By Victoria Page

Bots make up almost half of the internet right now, and a quarter of them are bad. Chatbots are not those bots.

Chatbots are computer programs that initiate and hold digital conversations with consumers. They are often inserted into messaging apps and respond with automatic replies. Their language repertoire is programmed by either artificial intelligence or by humans, but of course AI produces a broader range. Similar to voice search, the query results are instantaneous, and there is little to no scrolling involved.

Right now, 78% of the world’s smartphone users are messaging via a mobile app every month, and it’s on the rise. In case you haven’t noticed, a growing number of platforms that have employed messaging capabilities. In addition to Facebook, platforms such as Instagram, Snapchat, and LinkedIn have hopped on the bandwagon.
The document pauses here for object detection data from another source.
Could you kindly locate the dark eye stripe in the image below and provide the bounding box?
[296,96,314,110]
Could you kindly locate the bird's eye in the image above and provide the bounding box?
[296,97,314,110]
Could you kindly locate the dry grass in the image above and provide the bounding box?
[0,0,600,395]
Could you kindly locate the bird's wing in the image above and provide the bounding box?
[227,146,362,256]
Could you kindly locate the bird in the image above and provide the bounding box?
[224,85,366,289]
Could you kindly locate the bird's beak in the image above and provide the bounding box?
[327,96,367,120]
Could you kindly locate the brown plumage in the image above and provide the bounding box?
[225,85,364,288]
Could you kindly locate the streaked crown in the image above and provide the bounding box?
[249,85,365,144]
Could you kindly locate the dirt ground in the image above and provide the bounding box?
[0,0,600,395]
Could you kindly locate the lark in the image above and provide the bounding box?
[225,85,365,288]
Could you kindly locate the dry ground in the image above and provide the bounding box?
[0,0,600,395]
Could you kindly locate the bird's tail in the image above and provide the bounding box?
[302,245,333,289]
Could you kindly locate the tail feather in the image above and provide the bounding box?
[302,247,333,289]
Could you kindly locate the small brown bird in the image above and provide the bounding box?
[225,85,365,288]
If you can do more things in one place, you can consolidate your mobile apps and reduce screen clutter.

In a previous post, I talked about how people are conducting searches within the Facebook app rather than using Google or Bing. This implies that people don’t want to jump from app to app when they don’t have to.

Bots exist to make this easier, by allowing people to complete tasks within a messenger app. Without exiting the platform used to talk to your friends, you can order food, or an Uber.

For instance, the Starbucks app allows you to place even the most complicated beverage orders via a bot, and remembers your order for future use:

Retail stores, like Sephora, are making the most of chatbots as well. Customers can access makeup tutorials, tips, as well as read and write product reviews via a bot. Bots also simplify the shipping notification process for online orders. This approach for retailers keeps bot marketing relevant and informative, and provides information that users would otherwise have to go to Sephora’s website to find.

So, should you use them? Yes, but with purpose.

Interaction with bots is forever limited. Though the fun, conversational tone of a bot helps to establish trust, there is no way chatting with a bot can be as open and complex as chatting with a live human being. They very well may not be programmed to properly answer the questions you have in completion or understand your conversational tone, which is why bots are still in the beginning stages.

Just like email marketing, it’s important to know the limits of your presence. You don’t want to be so invasive that people unsubscribe, but you want to be noticed. People use messenger apps to talk to people they know, or at least people they want to talk to, and they will be quick to resist any form of interruptions. In contrast to email marketing, bots make the entire process faster and more user friendly.
The future of bot marketing is exciting and has a lot of potential, but should be approached with care.